Somebody go fishing or just Lie about it!!!


----------



## Bodupp (Oct 3, 2007)

I'm supposed to take two women fishing in the next couple of days. One is the wife of my hunting buddy from Alaska. He's down here to hunt Camp Killamofo for 2 weeks, and that's what he wants to do. She doesn't hunt, but loves to fish, so Possum Cod's wife suggested I blow the leaves out of The Great White Hope and take them on an adventure.

Good or bad, I'll report back - if I'm not collapsed in a heap somewhere.

Hope Karen rallys soon and y'all get to go home. Y'all are steady in my prayers.


----------



## sureicanfish (Sep 30, 2007)

Only fish I've seen have been stale goldfish in random nooks and crannies of the couch, recliner, the truck, and anywhere else my son has roamed this weekend... I got a new fillet knife though!!


----------



## JoeyWelch (Sep 25, 2009)

Alabama River. Yesterday. Should have another crappie massacre report on Wednesday.


----------



## JoeyWelch (Sep 25, 2009)

May have a catfish report tomorrow. We'll see.


----------



## zgobbler5 (Jan 1, 2013)

My Dad and I went yesterday. We were mainly searching new areas for bass. Ended up with 1 Crappie keeper(caught with a white swim jig) 3 bass that were approx 2 lbs and a few dinks; and 10 gar! We slowed down and caught the bass with green pumpkin seed colored 1/2 ounce jigs. Not a great day but it sure was nice being out! Going to try it again sometime this week. 
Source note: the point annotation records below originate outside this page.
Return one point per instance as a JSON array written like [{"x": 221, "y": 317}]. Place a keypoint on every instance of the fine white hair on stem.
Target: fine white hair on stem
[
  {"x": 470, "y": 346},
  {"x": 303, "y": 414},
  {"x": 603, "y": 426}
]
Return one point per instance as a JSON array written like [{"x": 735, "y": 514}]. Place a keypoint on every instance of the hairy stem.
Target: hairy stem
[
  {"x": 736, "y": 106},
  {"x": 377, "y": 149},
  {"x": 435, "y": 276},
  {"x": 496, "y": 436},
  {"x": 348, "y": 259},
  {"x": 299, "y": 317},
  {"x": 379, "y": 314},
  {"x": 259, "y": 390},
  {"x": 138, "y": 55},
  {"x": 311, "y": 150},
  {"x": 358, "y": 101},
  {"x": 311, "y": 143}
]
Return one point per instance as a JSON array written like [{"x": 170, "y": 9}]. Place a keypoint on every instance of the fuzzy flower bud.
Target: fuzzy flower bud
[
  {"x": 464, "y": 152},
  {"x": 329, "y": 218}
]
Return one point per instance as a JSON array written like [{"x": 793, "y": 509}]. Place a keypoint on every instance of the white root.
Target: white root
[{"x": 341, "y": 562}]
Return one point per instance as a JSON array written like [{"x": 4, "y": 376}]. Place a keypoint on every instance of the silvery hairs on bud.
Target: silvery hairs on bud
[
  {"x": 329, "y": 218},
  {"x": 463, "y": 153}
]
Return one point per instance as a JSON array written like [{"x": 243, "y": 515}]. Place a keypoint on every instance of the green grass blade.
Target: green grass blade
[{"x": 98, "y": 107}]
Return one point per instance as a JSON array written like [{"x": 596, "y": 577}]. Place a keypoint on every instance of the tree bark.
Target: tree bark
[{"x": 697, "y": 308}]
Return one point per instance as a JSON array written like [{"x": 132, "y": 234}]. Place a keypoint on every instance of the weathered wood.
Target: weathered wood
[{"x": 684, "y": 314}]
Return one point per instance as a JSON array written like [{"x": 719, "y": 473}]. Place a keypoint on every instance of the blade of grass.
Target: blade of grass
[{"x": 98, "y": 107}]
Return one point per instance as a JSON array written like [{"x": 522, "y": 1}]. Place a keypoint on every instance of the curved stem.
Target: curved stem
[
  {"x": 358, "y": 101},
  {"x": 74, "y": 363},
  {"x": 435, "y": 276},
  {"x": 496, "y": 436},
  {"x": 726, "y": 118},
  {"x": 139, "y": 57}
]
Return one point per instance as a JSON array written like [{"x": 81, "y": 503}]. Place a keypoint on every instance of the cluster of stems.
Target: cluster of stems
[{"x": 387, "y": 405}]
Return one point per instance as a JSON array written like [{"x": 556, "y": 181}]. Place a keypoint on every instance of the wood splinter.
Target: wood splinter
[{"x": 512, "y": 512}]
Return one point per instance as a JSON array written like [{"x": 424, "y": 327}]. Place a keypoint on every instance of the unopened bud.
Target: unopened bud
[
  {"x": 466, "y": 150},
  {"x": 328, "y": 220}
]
Sent from my iPhone using Tapatalk


----------



## Try'n Hard (Oct 23, 2008)

jlw1972 said:


> View attachment 848433
> 
> 
> 
> Alabama River. Yesterday. Should have another crappie massacre report on Wednesday.




Did you make that up for my benefit or is that true?


----------



## GROUPERKING (Sep 28, 2011)

I walked down to the pier to see if I could catch one for a photo for you ... but not even one single bite.


----------



## JoeyWelch (Sep 25, 2009)

Try'n Hard said:


> Did you make that up for my benefit or is that true?



Absolute, Hand on the Bible truth.


----------



## JoeyWelch (Sep 25, 2009)

Tryn how far upstream from me are you? Holley Creek/Dixie landing.


----------



## Try'n Hard (Oct 23, 2008)

Two dams and 22 miles. Long way. I'm above millers ferry


----------



## JoeyWelch (Sep 25, 2009)

Try'n Hard said:


> Two dams and 22 miles. Long way. I'm above millers ferry


Can't help ya much up there. But they should be turning on up there too.


----------



## Try'n Hard (Oct 23, 2008)

jlw1972 said:


> Can't help ya much up there. But they should be turning on up there too.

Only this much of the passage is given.